1.プロローグ
今日中に全部投稿します。よろしくお願いします。
二回目ですが、縦書きおすすめです。
【プロローグ】
自由は絶望だ。一人残されたオレンジ色の教室で僕は目の前に座るオトナを睨み付けながら思った。口を開けば、建前建前建前。「もう来年は高校生だぞ」と真剣そうな表情で話しているが、三年前も「もう来年は中学生だぞ」と同じようなシチュエーションで同じように言われていたことにオトナたちは僕が覚えてないとでも思っているのだろうか?

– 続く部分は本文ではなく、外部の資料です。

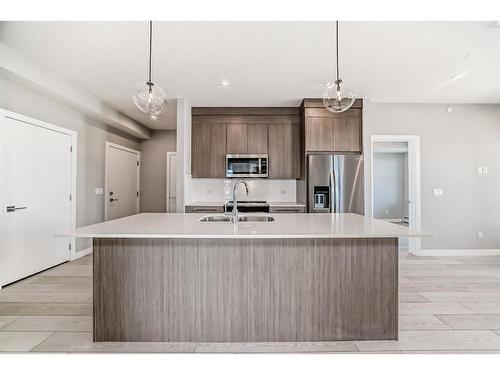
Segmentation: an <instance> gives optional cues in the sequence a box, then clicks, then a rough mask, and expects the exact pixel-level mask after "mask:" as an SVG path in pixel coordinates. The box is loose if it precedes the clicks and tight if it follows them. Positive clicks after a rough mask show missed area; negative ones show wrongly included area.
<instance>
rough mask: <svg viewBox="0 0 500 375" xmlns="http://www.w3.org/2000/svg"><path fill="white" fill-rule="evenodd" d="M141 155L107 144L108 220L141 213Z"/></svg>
mask: <svg viewBox="0 0 500 375" xmlns="http://www.w3.org/2000/svg"><path fill="white" fill-rule="evenodd" d="M140 159H141V153H140V152H139V151H137V150H134V149H131V148H128V147H124V146H120V145H117V144H114V143H111V142H106V182H105V185H106V188H105V190H106V195H105V203H104V204H105V209H104V211H105V217H106V220H114V219H119V218H121V217H125V216H130V215H135V214H138V213H139V184H140V182H139V178H140V171H139V168H140Z"/></svg>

「もう一回聞くけど、本を読むことがいけないことっていうことでいいのね?」
そう。今僕は授業中に読んでいた本を今目の前にいる大人が奪い取り「こんな人生の得にもならない物を読んでるんじゃない」という、全世界の本好きと作家を敵に回す様な言葉を発したことに対して反論したことによる二者面談をしていた。
「目上の人には敬語を使え」
「そんなことより質問に答えて」
無視された答えの催促をした瞬間、なにかにぶつかる音と共に視界が揺れた。
「そろそろふざけるのを止めないと……わかってるよな?」
どうやら胸ぐらを掴まれたようで目の前にあのオトナの顔があり、その内心焦ったかのように顔を陰らす姿に思わず溜め息が出るほどにくだらなくそして、つまらなく感じた。
「そこまで自分の地位が大切なんだ。バカみたいだね。滑稽だよ見てて」
なにか言われる前に「じゃあね」と言いながら胸ぐらにある老廃物と汗で滲んだ手を払い教室を出た。